Age of Onset Question
The age of onset is correlated to the genotype and residual expression of fukutin-related protein. Thus, patients homozygous for the common, mild mutation usually have an onset in the third decade, while patients compound heterozygous for this mutation have onset before age 10, and loose ambulation around age 20 and need assisted ventilation 5-10 years after that. The manifesting symptoms start in the lower extremities with difficulties raising from a chair, climbing stairs and running. Later proximal weakness starts in the arms with visible scapular winging. A third of patients may present with myoglobinuria on physical exertion, before weakness is noticed. Patients may develop a cardiomyopathy that requires medical treatment. In rare cases, a cardiac transplant is required. Left ventricular ejection fraction drops on average 0.4% per year. Patients homozygous for the c.826C>A mutation in FKRP loose ambulation around age 60 and may need assisted ventilation at night, but the timing of these losses is highly variable.
Characteristics
Muscle cramps and myalgia
Most typical presentation is of symmetrical weakness due to scapular-humeral-pelvic weakness, which may be similar to the presentation of Facioscapulohumeral Dystrophy (FSHD), but without facial weakness.
Muscle wasting
Slow progression
Intelligence and cognition is usually normal
Waddling gait – weakness of hip musculature, gait dysfunction, foot drop
Scapular Winging
Joint stiffness
Contractures
Frequent falls
Difficulty walking for longer distances
Loss of ability to perform transfers
Decreased endurance and tolerance to activity
Difficulty climbing stairs and lifting objects
Unable to do overhead activities with progressive difficulty for self-care and movements
Scoliosis / Lordosis
Dysphagia may occur
Gower’s sign may be present in hip muscle weakness
Pseudo-hypertrophy of calf muscles
Cardiomyopathies
Conduction abnormalities, arrhythmias
Late stages may involve difficulty in breathing, respiratory insufficiency
Exercise Considerations for People with LGMD (non-specific)

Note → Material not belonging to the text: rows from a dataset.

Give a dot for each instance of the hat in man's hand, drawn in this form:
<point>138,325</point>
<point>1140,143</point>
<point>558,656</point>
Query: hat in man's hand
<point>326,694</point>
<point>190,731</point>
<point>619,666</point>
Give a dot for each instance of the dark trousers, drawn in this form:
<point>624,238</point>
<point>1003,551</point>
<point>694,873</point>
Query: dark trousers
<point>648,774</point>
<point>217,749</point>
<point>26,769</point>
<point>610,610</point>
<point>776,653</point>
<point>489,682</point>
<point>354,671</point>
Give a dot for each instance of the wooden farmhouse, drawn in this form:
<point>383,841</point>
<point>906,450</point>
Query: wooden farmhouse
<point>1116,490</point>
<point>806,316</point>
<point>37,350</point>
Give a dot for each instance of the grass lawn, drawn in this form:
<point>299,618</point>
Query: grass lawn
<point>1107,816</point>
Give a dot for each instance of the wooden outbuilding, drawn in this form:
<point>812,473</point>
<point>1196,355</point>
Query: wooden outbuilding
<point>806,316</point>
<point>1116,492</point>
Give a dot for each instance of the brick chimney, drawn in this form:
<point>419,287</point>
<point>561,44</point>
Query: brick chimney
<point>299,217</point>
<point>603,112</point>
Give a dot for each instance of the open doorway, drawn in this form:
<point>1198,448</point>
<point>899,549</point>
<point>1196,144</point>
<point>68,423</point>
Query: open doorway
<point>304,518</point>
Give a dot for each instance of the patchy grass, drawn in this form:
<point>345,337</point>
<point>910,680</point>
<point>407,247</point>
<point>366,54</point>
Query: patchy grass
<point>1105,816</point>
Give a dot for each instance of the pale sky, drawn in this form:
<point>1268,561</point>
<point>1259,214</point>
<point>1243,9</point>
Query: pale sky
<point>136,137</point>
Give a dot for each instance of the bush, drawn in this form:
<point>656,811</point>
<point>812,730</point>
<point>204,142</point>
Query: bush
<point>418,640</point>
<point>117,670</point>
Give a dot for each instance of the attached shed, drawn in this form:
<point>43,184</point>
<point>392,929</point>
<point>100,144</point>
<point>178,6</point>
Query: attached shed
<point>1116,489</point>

Exercise can be beneficial for individuals with LGMD, but it is important to consider the specific type and severity of the disease when creating an exercise program. Here are some important considerations for individuals with LGMD:
- Medical Clearance: It is important for individuals with LGMD to obtain medical clearance from a healthcare professional before beginning an exercise program. This will ensure that there are no underlying medical conditions that may be exacerbated by exercise.
- Type of Exercise: Low-impact exercises such as swimming, cycling, and walking are recommended for individuals with LGMD. These exercises are less stressful on the joints and can help maintain muscle strength and mobility.
- Intensity: The intensity of exercise should be adjusted based on the individual’s level of function and ability. Exercise should be performed at a moderate intensity, which is defined as 50-70% of maximum heart rate or having specific RPE scoring of 4-6 / 10.
- Progression: Exercise progression should be gradual to prevent muscle damage or injury. The frequency, duration, and intensity of exercise should be increased gradually over time.
- Rest: Rest is important for individuals with LGMD to prevent muscle fatigue and damage. Adequate rest periods should be included in the exercise program.
- Adaptive Equipment: Individuals with LGMD may require adaptive equipment such as braces or walkers to assist with mobility. These should be incorporated into the exercise program as needed.